- Directed by: Yousry Nasrallah
- Written by: Nasser Abdel- Rahmane; Yousry Nasrallah;
- Produced by: Ihab Ayoub
- Starring: Hend Sabri; Amr Waked; Gamil Ratib;
- Music by: Tamer Karawan
- Release date: March 26, 2008;
- Running time: 90 minutes
- Countries: Egypt; Germany; France;
- Language: Arabic

= The Aquarium (film) =

2008 film

The Aquarium (جنينة الاسماك, translit. Genenet Al Asmak) is a 2008 Egyptian drama film directed by Yousry Nasrallah.

== Introduction ==
Filmed in Egypt, Genenet Al Asmak (جنينة الاسماك) captures not only Cairo's Grotto Gardens but also her wounded society- a city of repression. Filmed in long continuous takes, the film conveys a sense of the real Egypt, through the depiction of the lives of Laila and Youssef.

==Synopsis==
Laila, portrayed by Hend Sabri, is a rather unhappy and lonely radio talk show host who listens to other people's fantasies on her late night segment. Youssef, played by Amr Waked, is an anesthetist by day and an illegal abortion surgeon by night.

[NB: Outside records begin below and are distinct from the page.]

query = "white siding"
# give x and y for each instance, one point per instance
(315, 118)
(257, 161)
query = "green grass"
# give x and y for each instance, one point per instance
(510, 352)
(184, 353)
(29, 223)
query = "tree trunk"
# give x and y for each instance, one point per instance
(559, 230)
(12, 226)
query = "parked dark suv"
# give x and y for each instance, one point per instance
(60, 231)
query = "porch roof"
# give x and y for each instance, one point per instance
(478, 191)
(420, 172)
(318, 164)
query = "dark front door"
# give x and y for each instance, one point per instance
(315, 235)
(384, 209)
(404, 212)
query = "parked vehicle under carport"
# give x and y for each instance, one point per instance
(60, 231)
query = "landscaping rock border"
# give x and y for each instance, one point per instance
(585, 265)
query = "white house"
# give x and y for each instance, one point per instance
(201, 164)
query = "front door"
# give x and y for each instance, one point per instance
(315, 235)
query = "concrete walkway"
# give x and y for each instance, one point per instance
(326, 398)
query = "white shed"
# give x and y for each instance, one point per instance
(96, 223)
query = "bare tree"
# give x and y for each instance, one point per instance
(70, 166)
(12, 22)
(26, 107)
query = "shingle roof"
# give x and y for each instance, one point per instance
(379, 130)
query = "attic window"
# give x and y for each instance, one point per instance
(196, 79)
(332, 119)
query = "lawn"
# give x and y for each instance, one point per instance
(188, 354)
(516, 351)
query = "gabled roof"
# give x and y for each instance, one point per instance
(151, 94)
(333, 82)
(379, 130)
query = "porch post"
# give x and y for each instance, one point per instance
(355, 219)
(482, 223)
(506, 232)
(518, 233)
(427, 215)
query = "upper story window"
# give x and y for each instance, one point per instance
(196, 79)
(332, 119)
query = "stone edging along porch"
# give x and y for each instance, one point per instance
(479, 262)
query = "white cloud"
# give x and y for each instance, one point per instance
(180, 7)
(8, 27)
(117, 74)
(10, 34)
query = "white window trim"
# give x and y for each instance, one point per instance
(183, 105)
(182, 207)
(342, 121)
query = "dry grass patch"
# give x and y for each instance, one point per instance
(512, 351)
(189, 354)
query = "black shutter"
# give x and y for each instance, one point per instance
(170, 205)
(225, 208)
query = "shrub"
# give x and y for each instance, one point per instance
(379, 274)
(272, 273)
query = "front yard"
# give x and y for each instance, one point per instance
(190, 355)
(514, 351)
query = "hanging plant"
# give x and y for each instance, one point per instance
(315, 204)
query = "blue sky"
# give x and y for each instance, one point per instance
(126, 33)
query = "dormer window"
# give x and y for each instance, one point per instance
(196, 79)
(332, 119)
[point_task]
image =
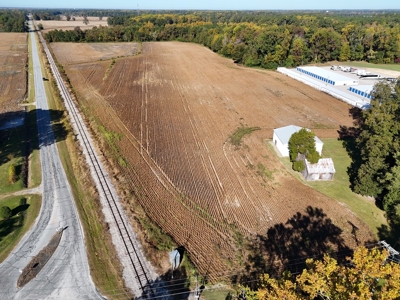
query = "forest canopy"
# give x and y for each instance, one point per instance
(13, 21)
(265, 39)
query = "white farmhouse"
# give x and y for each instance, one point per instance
(281, 139)
(322, 170)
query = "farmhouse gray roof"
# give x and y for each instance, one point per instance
(284, 134)
(324, 165)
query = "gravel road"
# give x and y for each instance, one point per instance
(66, 275)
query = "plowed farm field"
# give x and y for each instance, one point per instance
(175, 106)
(13, 61)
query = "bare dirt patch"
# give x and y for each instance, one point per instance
(13, 79)
(68, 53)
(175, 106)
(39, 261)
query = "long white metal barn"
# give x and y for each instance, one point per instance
(282, 136)
(362, 90)
(329, 77)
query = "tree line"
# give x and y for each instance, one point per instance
(376, 169)
(264, 39)
(13, 21)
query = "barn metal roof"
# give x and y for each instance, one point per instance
(331, 75)
(324, 165)
(284, 134)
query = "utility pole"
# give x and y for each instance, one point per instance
(197, 290)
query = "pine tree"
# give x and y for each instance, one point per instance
(378, 142)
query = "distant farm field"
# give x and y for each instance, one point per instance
(174, 107)
(63, 24)
(13, 63)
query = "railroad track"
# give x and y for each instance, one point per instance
(146, 285)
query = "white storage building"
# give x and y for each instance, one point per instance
(322, 170)
(329, 77)
(281, 139)
(362, 90)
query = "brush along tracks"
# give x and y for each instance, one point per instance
(138, 273)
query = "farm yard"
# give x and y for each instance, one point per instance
(172, 109)
(13, 80)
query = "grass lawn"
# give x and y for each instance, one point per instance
(12, 230)
(362, 64)
(339, 188)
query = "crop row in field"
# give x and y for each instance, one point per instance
(175, 106)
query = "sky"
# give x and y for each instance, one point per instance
(208, 4)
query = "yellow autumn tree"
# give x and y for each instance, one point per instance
(368, 275)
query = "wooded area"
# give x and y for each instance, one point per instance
(12, 21)
(376, 168)
(265, 39)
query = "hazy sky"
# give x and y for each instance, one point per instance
(207, 4)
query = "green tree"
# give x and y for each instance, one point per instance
(378, 142)
(85, 19)
(302, 146)
(367, 276)
(5, 212)
(344, 52)
(12, 174)
(325, 44)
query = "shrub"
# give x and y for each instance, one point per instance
(5, 212)
(298, 166)
(22, 201)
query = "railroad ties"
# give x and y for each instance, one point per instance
(144, 281)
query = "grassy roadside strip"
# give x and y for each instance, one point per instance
(35, 170)
(13, 229)
(361, 64)
(105, 268)
(339, 187)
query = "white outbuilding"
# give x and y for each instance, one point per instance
(281, 139)
(322, 170)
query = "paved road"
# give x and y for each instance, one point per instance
(66, 274)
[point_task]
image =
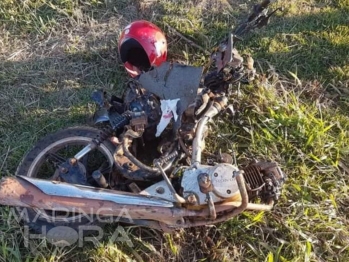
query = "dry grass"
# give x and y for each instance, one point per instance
(54, 53)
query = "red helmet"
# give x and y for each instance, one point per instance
(141, 45)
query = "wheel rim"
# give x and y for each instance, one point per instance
(75, 143)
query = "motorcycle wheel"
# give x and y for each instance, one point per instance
(41, 162)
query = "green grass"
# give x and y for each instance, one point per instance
(54, 53)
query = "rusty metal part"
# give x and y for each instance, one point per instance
(160, 190)
(18, 191)
(211, 207)
(134, 188)
(139, 122)
(100, 179)
(191, 199)
(177, 197)
(229, 214)
(128, 140)
(264, 180)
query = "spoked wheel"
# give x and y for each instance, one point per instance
(43, 162)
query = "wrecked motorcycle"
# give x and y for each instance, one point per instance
(144, 162)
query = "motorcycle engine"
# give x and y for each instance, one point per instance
(263, 181)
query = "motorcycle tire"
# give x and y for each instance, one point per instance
(57, 230)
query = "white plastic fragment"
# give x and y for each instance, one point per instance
(169, 111)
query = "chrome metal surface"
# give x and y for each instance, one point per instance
(77, 191)
(160, 190)
(199, 135)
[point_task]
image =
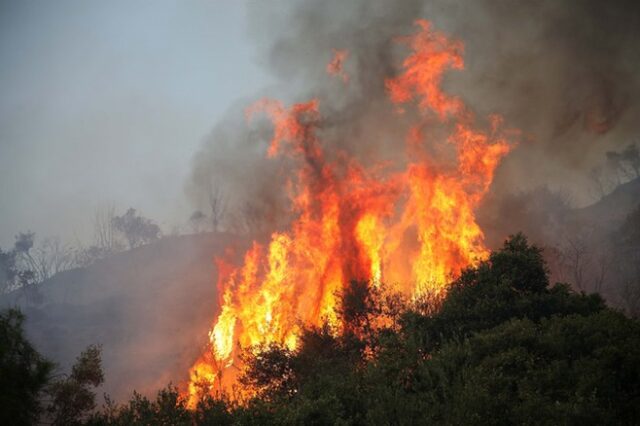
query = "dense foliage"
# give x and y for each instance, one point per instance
(503, 347)
(32, 392)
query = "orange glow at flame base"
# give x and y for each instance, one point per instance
(415, 226)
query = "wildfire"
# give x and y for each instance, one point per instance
(413, 226)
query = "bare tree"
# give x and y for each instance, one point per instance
(217, 205)
(137, 230)
(105, 238)
(51, 257)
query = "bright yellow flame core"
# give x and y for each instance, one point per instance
(415, 226)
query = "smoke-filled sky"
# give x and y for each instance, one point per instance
(107, 102)
(134, 102)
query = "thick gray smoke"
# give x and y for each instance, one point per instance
(563, 72)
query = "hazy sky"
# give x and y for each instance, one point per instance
(107, 101)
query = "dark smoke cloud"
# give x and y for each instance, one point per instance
(564, 72)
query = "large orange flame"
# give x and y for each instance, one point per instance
(415, 227)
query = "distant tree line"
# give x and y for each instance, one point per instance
(503, 347)
(30, 262)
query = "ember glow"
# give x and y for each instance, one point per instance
(410, 226)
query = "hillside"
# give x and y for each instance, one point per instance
(150, 308)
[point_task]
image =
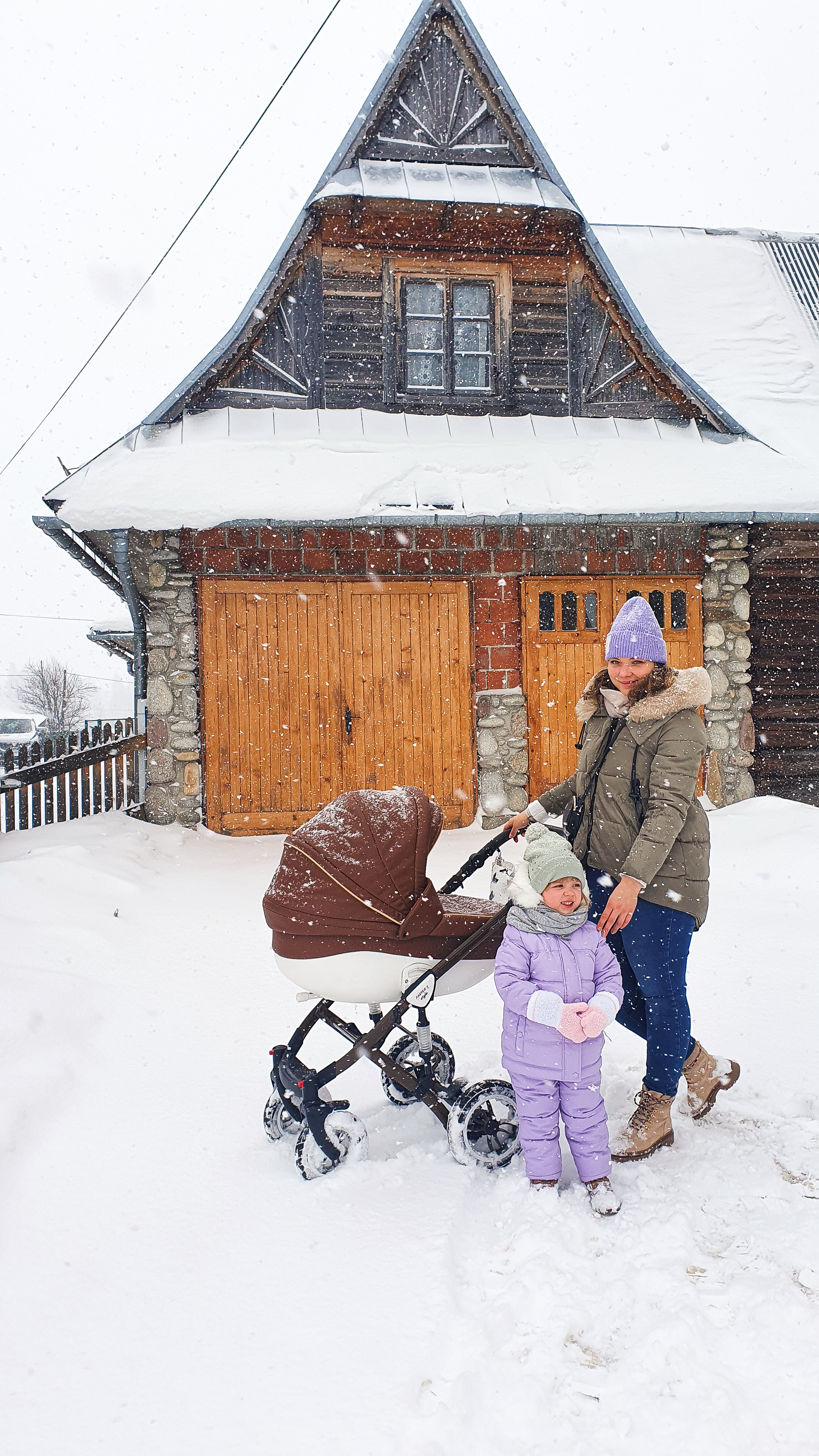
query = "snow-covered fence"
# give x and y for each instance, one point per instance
(70, 777)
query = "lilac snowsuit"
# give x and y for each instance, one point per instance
(547, 1071)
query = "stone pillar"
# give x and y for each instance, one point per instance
(503, 762)
(174, 755)
(726, 609)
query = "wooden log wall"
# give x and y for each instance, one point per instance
(785, 659)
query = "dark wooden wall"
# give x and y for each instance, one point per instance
(785, 659)
(333, 334)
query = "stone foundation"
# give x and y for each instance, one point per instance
(503, 760)
(726, 609)
(174, 752)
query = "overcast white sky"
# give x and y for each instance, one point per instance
(117, 118)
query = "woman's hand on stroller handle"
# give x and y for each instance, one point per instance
(518, 825)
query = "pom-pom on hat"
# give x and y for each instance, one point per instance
(636, 632)
(549, 857)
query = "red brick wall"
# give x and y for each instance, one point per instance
(493, 557)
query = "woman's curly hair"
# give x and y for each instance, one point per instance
(661, 677)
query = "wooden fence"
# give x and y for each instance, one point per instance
(88, 772)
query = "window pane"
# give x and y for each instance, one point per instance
(425, 370)
(425, 334)
(569, 612)
(471, 300)
(547, 611)
(425, 298)
(471, 372)
(471, 334)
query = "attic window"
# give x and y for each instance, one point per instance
(448, 331)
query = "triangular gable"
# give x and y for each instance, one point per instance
(441, 100)
(442, 111)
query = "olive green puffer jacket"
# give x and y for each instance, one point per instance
(671, 852)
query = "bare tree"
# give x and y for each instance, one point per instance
(60, 697)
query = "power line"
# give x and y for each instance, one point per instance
(260, 118)
(125, 682)
(38, 616)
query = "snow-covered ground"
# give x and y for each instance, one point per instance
(173, 1286)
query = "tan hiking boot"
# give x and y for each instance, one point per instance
(602, 1197)
(647, 1129)
(706, 1076)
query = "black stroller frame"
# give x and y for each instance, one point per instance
(477, 1130)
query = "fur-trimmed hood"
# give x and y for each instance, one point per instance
(691, 688)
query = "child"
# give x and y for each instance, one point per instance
(560, 985)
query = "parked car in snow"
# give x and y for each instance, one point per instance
(17, 732)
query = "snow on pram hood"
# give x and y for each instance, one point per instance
(358, 868)
(719, 303)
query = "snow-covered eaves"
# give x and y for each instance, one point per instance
(438, 183)
(228, 465)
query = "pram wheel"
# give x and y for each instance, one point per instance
(407, 1055)
(277, 1120)
(346, 1132)
(483, 1124)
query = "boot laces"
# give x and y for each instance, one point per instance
(645, 1101)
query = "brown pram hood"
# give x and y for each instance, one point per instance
(359, 868)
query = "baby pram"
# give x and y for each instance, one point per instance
(356, 919)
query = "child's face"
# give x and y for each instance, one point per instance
(563, 894)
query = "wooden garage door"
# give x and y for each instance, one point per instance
(564, 632)
(315, 688)
(408, 691)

The story begins with each character's separate tale being told in parallel and the difficulties they face with society. The protagonists have one thing in common, loneliness. Perhaps a way to satisfy this, they both feed off the grief of others- Laila through her talk show and Youssef at his legal place of work. Genenet Al Asmak can be compared to a 48-hour walk in Laila and Amr's lives. From the issues faced in the household by Amr and his terminal father played by Gamil Ratib to Laila's occasional party-girl evenings with her friends, "a walk in their shoes" effect is established. The film ends with the two protagonists physically meeting in Egypt's Grotto Gardens and realizing the loneliness they feel in each other.

Genenet Al Asmak tells the story of how everyday citizens function in the Egyptian society and find ways of release in a number of ways. Shot around Egypt, the film explores the country's political and moral situation with the help of Laila and Youssef.